Seit Jahren sei zu beobachten, dass die Veranstaltung zu Diskussionen führe. Die Meinung sei unter den Unternehmen in der Innenstadt gespalten. Das liege auch daran, dass nicht geklärt sei, wofür die Einkaufssonntage eigentlich gut sein sollen und wofür sie stehen. Während ein Teil der Unternehmen sie als Werbung und Imagepflege betrachte, erwartet der andere Teile einen einen wirtschaftlichen Effekt.
Brandstetter sieht die Sonntage als eine gute Gelegenheit für den stationären Einzelhandel, um sich in der eigenen Stadt, aber auch Menschen aus dem Umland zu präsentieren. Allerdings seien die gesetzlichen Hürden mittlerweile hoch. Es müsse eine Veranstaltung geben, die mehr Besucher anziehe, als die Öffnung der Läden. Außerdem dürfen nur Geschäfte rund um diese Veranstaltung überhaupt öffnen. Damit seien Unternehmen in Gewerbegebieten und am Rande der Stadt schon direkt ausgeschlossen. Das erhöhe die Attraktivität nicht. Rechtssichere, verkaufsoffene Sonntage seien daher sowieso nur möglich, wenn sie an eine von der Stadt durchgeführte Veranstaltung angeknüpft sind. Das Pflasterart-Straßenkunstfestival sei ein gutes, positives Beispiel. Die Stadtverwaltung schließt es derweil aus, für gleich vier Einkaufssonntage den Rahmen zu ermöglichen „Was wir machen, geht schon über das hinaus, was andere Städte bieten“, stellt Heesch klar.
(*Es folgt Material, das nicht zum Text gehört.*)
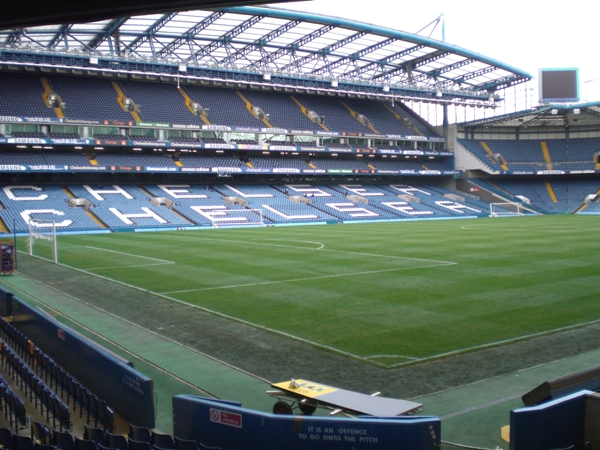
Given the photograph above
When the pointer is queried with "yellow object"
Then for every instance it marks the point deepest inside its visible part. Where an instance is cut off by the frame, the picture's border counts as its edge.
(488, 150)
(305, 112)
(305, 388)
(551, 192)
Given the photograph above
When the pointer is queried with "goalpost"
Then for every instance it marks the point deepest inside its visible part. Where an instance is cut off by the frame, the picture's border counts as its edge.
(506, 209)
(44, 231)
(237, 217)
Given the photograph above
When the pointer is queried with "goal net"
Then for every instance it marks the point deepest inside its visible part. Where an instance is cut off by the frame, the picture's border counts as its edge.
(506, 209)
(237, 217)
(42, 239)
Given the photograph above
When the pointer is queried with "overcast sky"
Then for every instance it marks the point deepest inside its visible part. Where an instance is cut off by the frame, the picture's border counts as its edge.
(526, 34)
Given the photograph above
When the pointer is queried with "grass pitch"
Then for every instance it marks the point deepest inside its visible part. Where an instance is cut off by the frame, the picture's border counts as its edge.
(388, 294)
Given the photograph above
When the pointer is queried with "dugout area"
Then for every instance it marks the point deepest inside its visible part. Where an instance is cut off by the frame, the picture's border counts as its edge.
(472, 394)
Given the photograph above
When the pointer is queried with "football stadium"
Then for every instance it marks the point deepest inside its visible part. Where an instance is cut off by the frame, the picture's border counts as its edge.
(247, 227)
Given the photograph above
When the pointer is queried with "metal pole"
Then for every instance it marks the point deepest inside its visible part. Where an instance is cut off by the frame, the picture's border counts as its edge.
(15, 239)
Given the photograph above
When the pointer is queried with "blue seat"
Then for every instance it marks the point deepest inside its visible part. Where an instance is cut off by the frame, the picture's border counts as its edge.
(139, 445)
(117, 441)
(94, 434)
(23, 443)
(140, 434)
(6, 438)
(63, 440)
(85, 444)
(164, 441)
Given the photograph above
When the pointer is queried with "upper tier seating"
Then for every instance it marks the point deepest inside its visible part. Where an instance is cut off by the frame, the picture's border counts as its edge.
(89, 98)
(563, 154)
(22, 95)
(159, 102)
(96, 99)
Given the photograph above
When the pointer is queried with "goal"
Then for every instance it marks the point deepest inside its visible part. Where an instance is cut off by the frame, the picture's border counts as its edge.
(238, 217)
(506, 209)
(44, 232)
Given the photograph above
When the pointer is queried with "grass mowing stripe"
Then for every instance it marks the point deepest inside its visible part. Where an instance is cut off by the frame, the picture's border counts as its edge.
(502, 281)
(129, 254)
(305, 279)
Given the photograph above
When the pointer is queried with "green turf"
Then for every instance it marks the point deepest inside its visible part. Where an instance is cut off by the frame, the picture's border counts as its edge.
(386, 293)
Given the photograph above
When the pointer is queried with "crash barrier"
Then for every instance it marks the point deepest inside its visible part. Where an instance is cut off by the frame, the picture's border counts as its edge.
(227, 425)
(559, 387)
(568, 422)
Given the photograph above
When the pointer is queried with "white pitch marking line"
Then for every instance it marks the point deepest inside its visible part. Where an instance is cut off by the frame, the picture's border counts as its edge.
(131, 254)
(393, 356)
(339, 275)
(216, 313)
(127, 267)
(320, 244)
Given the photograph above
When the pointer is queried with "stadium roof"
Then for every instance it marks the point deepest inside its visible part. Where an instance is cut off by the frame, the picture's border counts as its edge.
(281, 42)
(546, 115)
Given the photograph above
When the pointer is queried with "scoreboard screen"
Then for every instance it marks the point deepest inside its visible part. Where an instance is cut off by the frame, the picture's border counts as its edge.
(559, 85)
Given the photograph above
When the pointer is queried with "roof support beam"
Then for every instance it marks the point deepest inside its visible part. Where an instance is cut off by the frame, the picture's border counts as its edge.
(325, 51)
(150, 32)
(110, 28)
(190, 34)
(226, 38)
(15, 36)
(61, 35)
(259, 43)
(385, 61)
(353, 57)
(296, 45)
(437, 72)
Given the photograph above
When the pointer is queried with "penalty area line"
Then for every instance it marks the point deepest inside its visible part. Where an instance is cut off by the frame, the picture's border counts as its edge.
(292, 280)
(130, 254)
(320, 248)
(219, 314)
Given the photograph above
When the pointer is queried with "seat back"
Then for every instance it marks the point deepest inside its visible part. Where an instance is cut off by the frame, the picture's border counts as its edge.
(117, 441)
(140, 434)
(164, 441)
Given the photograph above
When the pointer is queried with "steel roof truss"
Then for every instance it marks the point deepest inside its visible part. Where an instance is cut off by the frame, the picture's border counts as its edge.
(104, 35)
(386, 61)
(437, 72)
(272, 57)
(327, 50)
(189, 35)
(226, 38)
(355, 56)
(259, 43)
(61, 35)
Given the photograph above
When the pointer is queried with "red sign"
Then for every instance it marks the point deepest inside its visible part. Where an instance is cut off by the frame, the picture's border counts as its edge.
(226, 418)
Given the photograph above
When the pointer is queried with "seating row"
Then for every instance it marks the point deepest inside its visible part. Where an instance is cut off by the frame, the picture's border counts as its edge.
(47, 384)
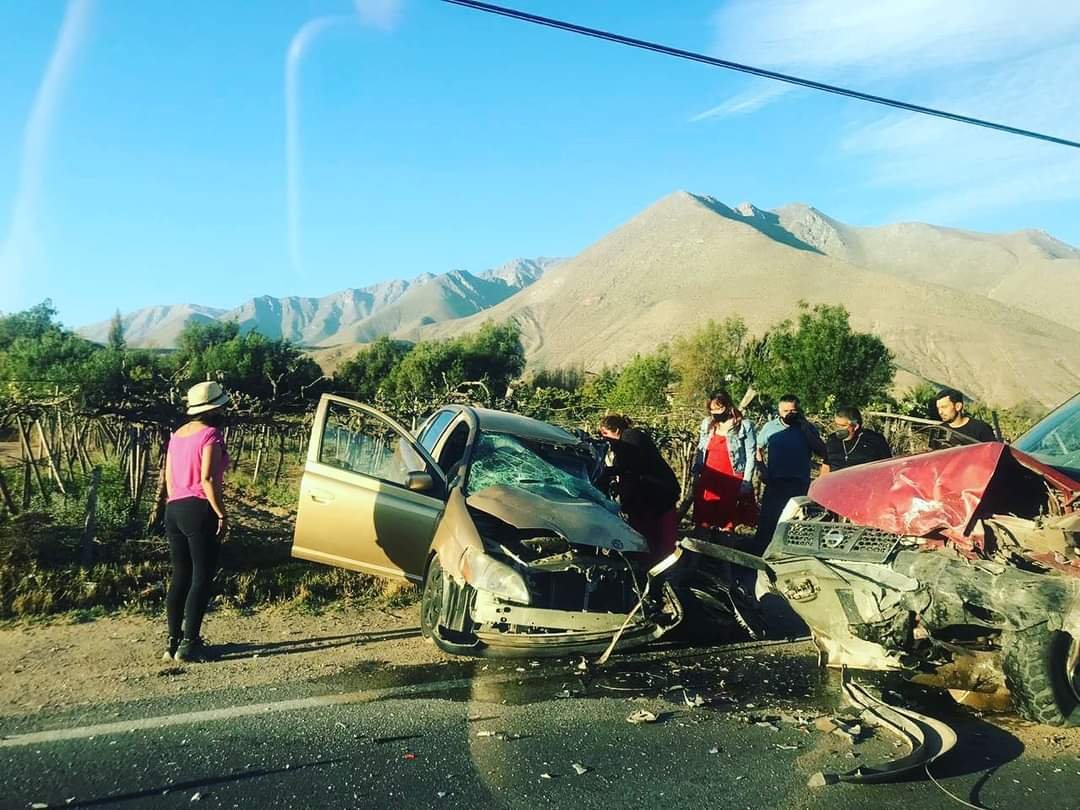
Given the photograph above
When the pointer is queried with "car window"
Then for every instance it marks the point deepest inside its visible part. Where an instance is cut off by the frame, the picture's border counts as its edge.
(547, 470)
(362, 443)
(429, 436)
(1055, 440)
(454, 448)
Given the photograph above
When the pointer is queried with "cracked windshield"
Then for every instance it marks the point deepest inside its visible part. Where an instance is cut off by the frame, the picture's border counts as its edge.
(448, 403)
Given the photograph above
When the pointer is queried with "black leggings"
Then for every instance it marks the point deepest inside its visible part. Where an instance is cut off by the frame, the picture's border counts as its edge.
(193, 545)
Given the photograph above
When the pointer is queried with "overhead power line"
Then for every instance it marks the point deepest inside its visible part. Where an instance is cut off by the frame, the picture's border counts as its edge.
(726, 64)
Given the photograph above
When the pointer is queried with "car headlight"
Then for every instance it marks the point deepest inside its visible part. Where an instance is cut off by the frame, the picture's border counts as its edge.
(487, 574)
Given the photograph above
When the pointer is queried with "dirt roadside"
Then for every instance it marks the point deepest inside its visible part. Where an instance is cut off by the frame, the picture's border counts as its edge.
(57, 665)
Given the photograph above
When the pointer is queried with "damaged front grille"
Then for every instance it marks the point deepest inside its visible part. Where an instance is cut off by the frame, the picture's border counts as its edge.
(838, 540)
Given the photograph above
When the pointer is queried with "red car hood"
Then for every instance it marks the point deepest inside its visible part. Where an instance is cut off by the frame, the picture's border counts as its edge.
(922, 495)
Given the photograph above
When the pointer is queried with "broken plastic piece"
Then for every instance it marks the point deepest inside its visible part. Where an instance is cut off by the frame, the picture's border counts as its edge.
(642, 715)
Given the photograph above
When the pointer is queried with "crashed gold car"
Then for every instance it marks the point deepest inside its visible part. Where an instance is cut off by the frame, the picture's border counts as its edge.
(959, 568)
(497, 516)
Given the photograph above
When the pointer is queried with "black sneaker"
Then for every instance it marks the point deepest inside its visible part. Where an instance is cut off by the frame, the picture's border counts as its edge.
(190, 650)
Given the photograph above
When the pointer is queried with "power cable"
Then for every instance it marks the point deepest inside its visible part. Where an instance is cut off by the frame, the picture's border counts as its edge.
(726, 64)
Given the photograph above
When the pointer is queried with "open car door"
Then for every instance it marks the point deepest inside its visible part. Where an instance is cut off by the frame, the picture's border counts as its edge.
(369, 497)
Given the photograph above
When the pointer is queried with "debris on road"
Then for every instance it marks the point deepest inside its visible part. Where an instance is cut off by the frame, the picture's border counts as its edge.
(926, 738)
(640, 716)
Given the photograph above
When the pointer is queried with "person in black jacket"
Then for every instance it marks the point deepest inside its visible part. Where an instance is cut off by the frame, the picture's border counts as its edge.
(961, 429)
(647, 487)
(852, 444)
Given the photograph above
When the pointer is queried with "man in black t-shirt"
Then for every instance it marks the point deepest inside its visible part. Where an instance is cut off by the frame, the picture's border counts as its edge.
(962, 429)
(852, 444)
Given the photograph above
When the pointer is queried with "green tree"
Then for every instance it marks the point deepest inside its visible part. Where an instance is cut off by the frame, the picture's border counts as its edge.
(643, 382)
(36, 348)
(372, 368)
(197, 337)
(493, 355)
(116, 340)
(822, 361)
(31, 323)
(272, 372)
(715, 356)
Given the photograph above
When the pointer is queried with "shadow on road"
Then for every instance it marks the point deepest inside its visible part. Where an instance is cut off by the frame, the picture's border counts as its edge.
(231, 651)
(116, 798)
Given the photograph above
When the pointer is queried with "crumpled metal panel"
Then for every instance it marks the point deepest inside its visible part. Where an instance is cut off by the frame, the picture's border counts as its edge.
(917, 495)
(577, 521)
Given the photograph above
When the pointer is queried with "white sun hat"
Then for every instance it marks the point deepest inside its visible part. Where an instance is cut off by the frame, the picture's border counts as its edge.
(205, 396)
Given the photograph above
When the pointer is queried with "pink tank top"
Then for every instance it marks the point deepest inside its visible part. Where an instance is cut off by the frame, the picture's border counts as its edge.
(185, 462)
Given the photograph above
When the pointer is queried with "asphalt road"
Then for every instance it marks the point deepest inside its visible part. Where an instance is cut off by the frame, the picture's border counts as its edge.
(733, 729)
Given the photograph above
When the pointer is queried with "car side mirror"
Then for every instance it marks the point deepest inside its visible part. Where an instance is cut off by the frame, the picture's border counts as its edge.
(419, 482)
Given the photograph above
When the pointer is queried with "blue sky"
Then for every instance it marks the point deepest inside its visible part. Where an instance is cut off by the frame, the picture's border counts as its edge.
(157, 152)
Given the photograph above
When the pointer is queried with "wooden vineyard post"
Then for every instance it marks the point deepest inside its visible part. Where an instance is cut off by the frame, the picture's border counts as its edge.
(140, 458)
(49, 455)
(65, 446)
(158, 510)
(281, 456)
(90, 525)
(28, 455)
(8, 501)
(258, 457)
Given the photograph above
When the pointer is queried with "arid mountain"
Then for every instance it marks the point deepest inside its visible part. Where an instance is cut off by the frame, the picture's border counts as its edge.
(153, 326)
(345, 316)
(689, 258)
(1027, 269)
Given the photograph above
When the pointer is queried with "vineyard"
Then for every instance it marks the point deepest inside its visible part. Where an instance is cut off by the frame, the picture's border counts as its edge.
(83, 431)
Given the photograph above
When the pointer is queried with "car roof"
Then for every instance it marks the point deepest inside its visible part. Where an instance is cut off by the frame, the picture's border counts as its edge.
(523, 427)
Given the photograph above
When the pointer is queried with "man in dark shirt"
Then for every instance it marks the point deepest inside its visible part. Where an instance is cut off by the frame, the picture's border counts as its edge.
(962, 429)
(852, 444)
(648, 488)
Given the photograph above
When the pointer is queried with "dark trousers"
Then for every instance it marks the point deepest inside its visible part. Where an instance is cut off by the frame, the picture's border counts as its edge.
(193, 547)
(778, 491)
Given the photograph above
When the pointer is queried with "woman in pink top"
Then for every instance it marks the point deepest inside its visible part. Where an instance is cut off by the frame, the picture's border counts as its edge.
(194, 516)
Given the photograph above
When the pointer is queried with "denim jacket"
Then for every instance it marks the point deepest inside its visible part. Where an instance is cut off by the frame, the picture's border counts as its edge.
(742, 447)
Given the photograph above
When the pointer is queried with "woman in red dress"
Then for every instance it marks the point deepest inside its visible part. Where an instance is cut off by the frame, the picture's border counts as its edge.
(724, 468)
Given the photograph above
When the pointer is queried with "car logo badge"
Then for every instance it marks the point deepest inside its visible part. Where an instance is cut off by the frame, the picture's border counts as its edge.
(833, 539)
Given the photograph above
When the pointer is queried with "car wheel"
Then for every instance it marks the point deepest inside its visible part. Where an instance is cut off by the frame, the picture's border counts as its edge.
(431, 599)
(431, 610)
(1042, 671)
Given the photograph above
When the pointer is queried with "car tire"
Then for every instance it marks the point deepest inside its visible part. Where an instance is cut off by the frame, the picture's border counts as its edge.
(431, 610)
(431, 599)
(1039, 664)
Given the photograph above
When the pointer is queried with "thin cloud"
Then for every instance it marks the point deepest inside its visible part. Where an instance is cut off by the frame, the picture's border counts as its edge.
(1014, 62)
(298, 46)
(382, 14)
(748, 100)
(19, 244)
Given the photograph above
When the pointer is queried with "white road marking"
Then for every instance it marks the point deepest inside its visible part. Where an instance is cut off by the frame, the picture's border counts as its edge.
(210, 715)
(367, 696)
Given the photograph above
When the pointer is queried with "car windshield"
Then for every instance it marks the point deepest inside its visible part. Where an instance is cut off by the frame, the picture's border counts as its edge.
(551, 471)
(1055, 441)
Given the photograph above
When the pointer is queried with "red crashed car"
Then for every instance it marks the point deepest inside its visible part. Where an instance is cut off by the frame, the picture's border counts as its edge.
(959, 568)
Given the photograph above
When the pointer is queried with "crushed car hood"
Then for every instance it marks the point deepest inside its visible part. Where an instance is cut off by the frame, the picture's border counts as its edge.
(576, 521)
(941, 491)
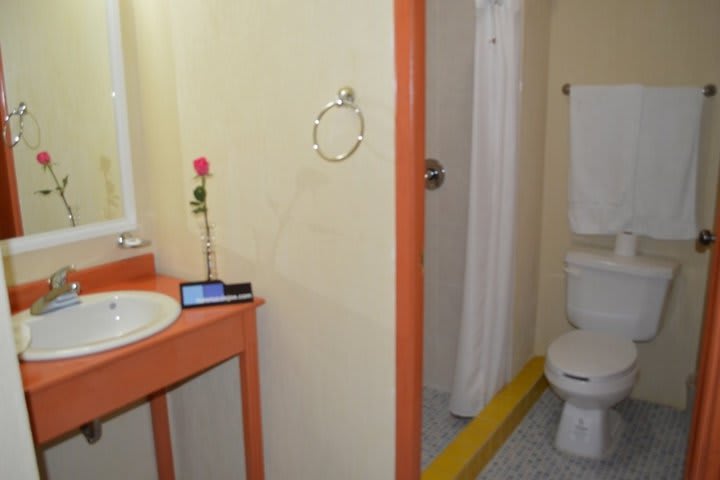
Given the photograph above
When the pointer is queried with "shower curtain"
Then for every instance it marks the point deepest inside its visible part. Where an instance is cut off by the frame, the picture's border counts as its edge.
(483, 357)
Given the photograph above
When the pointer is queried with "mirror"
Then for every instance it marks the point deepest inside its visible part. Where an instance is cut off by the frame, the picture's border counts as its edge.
(64, 61)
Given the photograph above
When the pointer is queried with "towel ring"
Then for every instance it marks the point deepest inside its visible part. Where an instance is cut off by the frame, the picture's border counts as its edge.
(346, 99)
(20, 113)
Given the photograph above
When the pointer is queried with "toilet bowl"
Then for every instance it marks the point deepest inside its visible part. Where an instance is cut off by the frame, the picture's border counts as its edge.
(613, 301)
(591, 371)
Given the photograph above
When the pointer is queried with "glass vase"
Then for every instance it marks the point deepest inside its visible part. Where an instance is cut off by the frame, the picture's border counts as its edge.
(207, 237)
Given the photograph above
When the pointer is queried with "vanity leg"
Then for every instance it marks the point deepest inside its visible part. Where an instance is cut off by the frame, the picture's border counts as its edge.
(250, 386)
(161, 434)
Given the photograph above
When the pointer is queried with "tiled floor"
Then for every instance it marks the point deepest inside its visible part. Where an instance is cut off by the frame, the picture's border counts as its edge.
(439, 426)
(652, 446)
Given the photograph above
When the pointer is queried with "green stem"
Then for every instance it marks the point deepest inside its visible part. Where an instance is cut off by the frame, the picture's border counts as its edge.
(61, 191)
(208, 240)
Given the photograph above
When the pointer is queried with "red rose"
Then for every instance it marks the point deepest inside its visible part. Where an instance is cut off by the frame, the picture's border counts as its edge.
(43, 158)
(202, 167)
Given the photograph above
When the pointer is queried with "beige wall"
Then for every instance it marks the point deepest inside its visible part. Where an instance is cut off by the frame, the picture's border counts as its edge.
(449, 85)
(240, 83)
(656, 42)
(533, 108)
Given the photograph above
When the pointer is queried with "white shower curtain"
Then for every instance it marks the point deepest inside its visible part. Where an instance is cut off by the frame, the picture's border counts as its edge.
(483, 356)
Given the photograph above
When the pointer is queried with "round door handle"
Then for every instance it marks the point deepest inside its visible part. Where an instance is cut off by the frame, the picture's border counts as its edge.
(434, 174)
(706, 237)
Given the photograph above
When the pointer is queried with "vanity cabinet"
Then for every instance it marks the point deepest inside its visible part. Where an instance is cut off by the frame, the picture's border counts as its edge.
(63, 395)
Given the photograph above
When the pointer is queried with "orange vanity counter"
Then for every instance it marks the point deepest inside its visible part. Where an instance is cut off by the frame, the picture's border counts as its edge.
(62, 395)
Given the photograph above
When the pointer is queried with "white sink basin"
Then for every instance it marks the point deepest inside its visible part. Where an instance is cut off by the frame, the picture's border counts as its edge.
(100, 322)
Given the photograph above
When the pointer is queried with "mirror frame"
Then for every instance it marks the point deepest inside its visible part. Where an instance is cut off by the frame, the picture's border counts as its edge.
(128, 221)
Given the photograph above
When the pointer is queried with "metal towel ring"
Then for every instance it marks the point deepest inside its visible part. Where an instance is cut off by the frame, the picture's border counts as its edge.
(18, 112)
(346, 98)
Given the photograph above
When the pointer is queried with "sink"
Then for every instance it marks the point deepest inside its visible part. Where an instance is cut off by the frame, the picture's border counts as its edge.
(100, 322)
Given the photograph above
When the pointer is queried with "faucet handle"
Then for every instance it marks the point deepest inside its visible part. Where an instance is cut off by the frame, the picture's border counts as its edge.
(59, 278)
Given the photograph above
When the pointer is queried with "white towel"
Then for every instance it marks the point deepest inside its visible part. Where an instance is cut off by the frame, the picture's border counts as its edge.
(667, 157)
(604, 126)
(634, 160)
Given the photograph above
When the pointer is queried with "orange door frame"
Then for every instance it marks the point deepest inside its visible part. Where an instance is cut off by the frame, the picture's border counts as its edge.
(703, 457)
(410, 215)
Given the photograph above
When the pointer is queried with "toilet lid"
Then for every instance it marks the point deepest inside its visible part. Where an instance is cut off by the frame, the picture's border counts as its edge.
(589, 354)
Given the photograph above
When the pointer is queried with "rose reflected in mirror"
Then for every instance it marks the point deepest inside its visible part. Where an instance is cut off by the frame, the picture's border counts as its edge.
(43, 158)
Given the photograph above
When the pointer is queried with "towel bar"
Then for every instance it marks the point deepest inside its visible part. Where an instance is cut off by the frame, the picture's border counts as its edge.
(708, 90)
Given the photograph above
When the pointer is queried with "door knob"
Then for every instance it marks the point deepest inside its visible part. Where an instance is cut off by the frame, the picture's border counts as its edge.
(706, 237)
(434, 174)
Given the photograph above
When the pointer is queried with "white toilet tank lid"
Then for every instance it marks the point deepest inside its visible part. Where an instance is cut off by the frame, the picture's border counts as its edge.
(638, 265)
(587, 354)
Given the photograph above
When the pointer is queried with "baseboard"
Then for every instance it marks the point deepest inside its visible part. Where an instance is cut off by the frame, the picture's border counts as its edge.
(476, 444)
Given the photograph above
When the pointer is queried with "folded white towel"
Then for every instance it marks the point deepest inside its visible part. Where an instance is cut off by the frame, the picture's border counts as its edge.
(667, 157)
(604, 126)
(634, 160)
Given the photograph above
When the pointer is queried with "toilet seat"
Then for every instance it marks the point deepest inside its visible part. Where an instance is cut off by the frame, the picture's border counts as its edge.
(589, 356)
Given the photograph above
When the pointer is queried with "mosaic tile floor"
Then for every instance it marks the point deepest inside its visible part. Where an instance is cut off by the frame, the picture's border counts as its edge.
(439, 426)
(652, 446)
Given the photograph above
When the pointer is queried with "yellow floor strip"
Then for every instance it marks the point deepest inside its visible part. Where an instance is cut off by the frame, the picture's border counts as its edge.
(476, 444)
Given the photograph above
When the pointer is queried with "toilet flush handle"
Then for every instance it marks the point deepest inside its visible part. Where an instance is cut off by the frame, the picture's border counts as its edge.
(572, 271)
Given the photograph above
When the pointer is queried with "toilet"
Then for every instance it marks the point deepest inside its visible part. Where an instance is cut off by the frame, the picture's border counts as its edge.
(613, 301)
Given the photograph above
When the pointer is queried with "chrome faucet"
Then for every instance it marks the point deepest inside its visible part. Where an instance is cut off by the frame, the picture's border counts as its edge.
(62, 294)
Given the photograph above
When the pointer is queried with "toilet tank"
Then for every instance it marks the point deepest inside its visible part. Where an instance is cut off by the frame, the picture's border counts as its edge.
(616, 294)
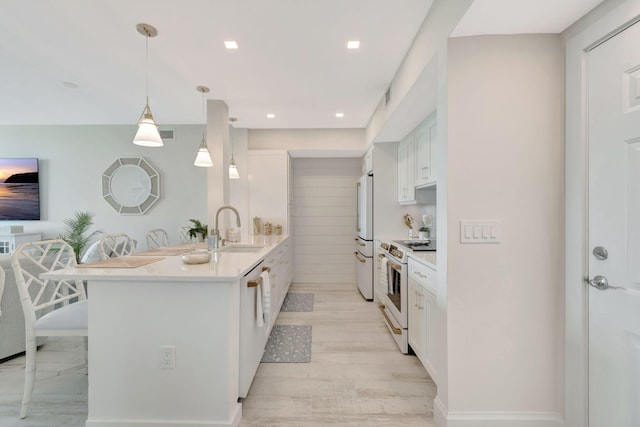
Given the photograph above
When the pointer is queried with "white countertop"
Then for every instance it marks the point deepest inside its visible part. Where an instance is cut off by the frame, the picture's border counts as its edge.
(222, 267)
(425, 257)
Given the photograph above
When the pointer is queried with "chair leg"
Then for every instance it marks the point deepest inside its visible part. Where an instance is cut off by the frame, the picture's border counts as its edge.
(29, 374)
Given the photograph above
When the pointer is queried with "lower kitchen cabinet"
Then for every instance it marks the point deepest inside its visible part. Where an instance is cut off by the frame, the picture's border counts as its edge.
(422, 314)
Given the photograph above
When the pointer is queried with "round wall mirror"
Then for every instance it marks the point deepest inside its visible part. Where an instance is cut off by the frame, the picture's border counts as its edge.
(131, 185)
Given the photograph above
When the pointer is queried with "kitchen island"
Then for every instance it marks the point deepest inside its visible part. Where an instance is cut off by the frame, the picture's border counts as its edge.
(165, 337)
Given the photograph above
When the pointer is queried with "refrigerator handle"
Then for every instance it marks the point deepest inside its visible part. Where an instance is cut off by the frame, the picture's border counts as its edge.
(358, 206)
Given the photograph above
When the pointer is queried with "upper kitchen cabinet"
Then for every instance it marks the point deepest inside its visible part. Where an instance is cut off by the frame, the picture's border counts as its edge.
(406, 170)
(425, 145)
(269, 187)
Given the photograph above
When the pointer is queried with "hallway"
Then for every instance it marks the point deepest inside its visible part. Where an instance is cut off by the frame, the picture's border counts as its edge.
(356, 376)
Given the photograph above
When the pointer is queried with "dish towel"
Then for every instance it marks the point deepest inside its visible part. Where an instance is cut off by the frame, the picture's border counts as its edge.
(259, 311)
(384, 275)
(266, 297)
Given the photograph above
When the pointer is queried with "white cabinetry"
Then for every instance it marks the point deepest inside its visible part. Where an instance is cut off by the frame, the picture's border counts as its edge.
(425, 139)
(416, 160)
(422, 301)
(268, 190)
(406, 170)
(9, 242)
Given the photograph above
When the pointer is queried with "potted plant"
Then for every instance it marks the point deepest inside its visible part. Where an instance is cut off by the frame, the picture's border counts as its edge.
(75, 232)
(199, 231)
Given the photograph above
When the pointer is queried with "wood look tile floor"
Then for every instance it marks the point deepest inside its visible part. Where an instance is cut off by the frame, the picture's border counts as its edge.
(356, 377)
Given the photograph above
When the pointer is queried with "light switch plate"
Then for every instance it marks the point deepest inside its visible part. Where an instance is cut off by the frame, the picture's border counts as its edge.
(480, 231)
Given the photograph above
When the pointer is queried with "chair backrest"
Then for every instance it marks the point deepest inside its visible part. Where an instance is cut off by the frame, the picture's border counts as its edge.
(1, 286)
(157, 238)
(183, 234)
(115, 245)
(34, 258)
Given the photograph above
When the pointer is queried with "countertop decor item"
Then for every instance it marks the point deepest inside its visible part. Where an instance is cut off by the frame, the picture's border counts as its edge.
(199, 230)
(75, 232)
(200, 256)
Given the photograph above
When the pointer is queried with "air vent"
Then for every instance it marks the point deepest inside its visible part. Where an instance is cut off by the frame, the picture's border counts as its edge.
(168, 134)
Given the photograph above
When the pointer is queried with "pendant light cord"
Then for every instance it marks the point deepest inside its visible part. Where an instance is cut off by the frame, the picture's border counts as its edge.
(147, 64)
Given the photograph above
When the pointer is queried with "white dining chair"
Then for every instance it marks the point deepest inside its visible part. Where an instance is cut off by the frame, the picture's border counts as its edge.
(64, 301)
(157, 238)
(116, 245)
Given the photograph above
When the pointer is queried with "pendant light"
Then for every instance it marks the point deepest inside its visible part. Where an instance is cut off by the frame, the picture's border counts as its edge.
(233, 169)
(203, 158)
(147, 135)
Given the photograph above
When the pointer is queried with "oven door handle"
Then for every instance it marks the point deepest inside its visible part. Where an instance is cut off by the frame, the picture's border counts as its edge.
(395, 266)
(396, 331)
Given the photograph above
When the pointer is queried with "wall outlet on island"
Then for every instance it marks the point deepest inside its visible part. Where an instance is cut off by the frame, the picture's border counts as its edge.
(167, 357)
Über Alternativen nachdenken
Brandstetter betont, dass die Wirtschaftsvereinigung es als notwendig erachte, sich über Alternativen zu dem bisherigen Konzept Gedanken zu machen. Man habe selbst mit einem „Danke-Tag“ an einem Sonnabend gute Erfahrungen machen können. Wichtig sei, dass bei solchen Aktionen möglichst alle Innenstadt-Unternehmen beteiligt seien und dass sie Aktionen anbieten, die über das tägliche Angebot hinausgehen.
Und da beißt sich die sprichwörtliche Katze in den Schwanz, denn genau daran hapert es aktuell, wie auch Steglich bestätigt. „Die Filialisten dürfen keine besonderen Aktionen machen und die inhabergeführten Geschäfte haben dafür nicht die Finanzen, das Personal und den Elan“, sagt er.
Er selbst zweifelt daran, dass der verkaufsoffene Sonntag zurückkommt, wenn er erstmal einige Male ausfallen sollte. „Ich habe mich daher 2022 nochmal breitschlagen lassen. Auch das Benefizkonzert für die Ukraine – das sehr erfolgreich war – hat mich gereizt. Das wollte ich gerne machen. Aber jetzt ist Schluss“, sagt Steglich.